I find now that going back to my hometown makes me feel older—or rather, it lets me realize my age, the status of my generation. I have plenty of younger nephews and cousins that I can barely recognize, and to whom I’m only vaguely familiar too. “Do you know who I am?” often draws out a negative, as it did when I was a boy and some traveling relative (an Older Man, to my eyes) came to León on a visit. Many of my friends have left the city or are otherwise engaged in grown-up activities and worries: mortgages, kids, schools, and the like. And the city, of course, has grown and changed: I find it slightly unsettling and unfamiliar how the old paths I took no longer take me where I want to go, and how the places I want to go to are not necessarily there anymore.
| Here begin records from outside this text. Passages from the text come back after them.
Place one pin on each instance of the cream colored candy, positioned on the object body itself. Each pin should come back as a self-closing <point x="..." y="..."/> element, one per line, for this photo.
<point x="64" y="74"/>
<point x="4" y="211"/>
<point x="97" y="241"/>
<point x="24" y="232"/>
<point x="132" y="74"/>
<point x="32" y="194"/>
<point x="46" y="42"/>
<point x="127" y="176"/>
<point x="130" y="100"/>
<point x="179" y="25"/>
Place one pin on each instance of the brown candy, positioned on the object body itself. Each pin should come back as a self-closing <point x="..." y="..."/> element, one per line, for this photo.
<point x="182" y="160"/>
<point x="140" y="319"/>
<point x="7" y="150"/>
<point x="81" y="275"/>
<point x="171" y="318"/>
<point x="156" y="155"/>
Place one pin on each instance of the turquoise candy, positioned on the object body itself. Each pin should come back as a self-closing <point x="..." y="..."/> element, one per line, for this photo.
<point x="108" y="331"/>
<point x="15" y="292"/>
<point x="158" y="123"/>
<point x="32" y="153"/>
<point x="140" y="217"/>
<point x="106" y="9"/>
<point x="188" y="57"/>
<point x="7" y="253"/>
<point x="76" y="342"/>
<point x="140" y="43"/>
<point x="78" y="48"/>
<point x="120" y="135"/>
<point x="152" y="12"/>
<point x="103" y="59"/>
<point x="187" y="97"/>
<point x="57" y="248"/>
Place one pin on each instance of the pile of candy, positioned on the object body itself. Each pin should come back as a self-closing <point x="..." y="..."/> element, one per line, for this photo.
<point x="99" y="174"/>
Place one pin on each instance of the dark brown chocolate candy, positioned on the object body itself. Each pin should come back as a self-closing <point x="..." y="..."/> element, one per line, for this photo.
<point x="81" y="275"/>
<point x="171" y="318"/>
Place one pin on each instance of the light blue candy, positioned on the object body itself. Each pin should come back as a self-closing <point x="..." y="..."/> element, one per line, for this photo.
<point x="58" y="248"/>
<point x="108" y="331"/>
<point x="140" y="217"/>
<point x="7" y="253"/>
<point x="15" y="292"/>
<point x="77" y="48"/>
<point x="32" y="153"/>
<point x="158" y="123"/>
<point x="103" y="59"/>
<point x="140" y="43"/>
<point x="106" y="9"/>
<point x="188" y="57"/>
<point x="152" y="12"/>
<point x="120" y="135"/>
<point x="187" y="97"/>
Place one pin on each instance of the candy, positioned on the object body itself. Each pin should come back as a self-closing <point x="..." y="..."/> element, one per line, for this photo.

In Toronto, and now in Victoria, I’m somewhat removed from all this; having it all hit me at once is a bit of a shock.
And yet it’s all good: seeing all these people and places, however different from those that I left behind on our previous visit, still brings out many of the same chords and emotions, the same aromas and flavours that are a part of me and that I didn’t know I’d miss so much, because I hadn’t learned to tell them apart from those of the rest of the world.